The High Court of Zimbabwe has barred former Cabinet Minister Saviour Kasukuwere from contesting as an independent presidential candidate in the upcoming harmonized election, stating that he did not meet the residency requirements stipulated in the electoral law.
Kasukuwere, currently exiled in South Africa, had filed his nomination papers in June intending to contest as a presidential candidate, for the first time in his career.
His candidacy was however challenged in the courts by Lawyer cum Zanu PF activist, Lovedale Mangwana on the grounds that the politician had been living outside Zimbabwe for more than 18 months and was ineligible to contest.

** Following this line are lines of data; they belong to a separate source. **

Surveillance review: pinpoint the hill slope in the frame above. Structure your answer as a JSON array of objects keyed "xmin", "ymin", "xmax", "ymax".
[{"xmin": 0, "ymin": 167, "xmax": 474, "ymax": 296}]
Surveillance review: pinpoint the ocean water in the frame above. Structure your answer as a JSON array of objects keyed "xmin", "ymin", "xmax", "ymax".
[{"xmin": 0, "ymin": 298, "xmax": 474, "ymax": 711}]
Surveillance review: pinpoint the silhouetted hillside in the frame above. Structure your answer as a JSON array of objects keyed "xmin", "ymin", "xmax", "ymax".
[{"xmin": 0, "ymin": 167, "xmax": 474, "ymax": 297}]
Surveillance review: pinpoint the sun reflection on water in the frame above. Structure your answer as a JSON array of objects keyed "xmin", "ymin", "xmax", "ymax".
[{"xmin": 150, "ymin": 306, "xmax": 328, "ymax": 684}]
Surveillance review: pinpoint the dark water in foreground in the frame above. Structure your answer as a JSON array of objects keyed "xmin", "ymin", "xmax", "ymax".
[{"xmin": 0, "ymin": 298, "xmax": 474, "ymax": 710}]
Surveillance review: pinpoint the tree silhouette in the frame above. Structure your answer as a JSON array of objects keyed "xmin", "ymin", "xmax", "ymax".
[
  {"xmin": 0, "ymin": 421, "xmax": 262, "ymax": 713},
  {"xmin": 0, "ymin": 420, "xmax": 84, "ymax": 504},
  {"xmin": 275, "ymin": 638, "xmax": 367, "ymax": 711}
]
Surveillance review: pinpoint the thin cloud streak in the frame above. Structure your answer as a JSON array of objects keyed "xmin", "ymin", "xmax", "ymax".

In a judgement delivered earlier today, High Court judge Justice David Mangota upheld Mangwana’s contention and disqualified the former minister from the race, saying that the Zimbabwe Electoral Commission (ZEC) had erred in approving his nomination.
Addressing the media soon after the ruling, Mangwana’s lawyer, Advocate Lewis Uriri, said:
“This is what we have always contended that one of the qualifications of a candidate for the Presidential elections is that they ought to be registered as voter, and the law is that if you are not ordinarily resident in Zimbabwe for at least 18 months, you are deemed to have ceased to be registered vote.
“And so, Mr Kasukuwere ceased, by operation of law, to be a registered voter and consequently ceased to qualify to run for the office of the President.”
A close ally of late former president Robert Mugabe, Kasukuwere was expected to draw his vote from the former ruler’s loyalists.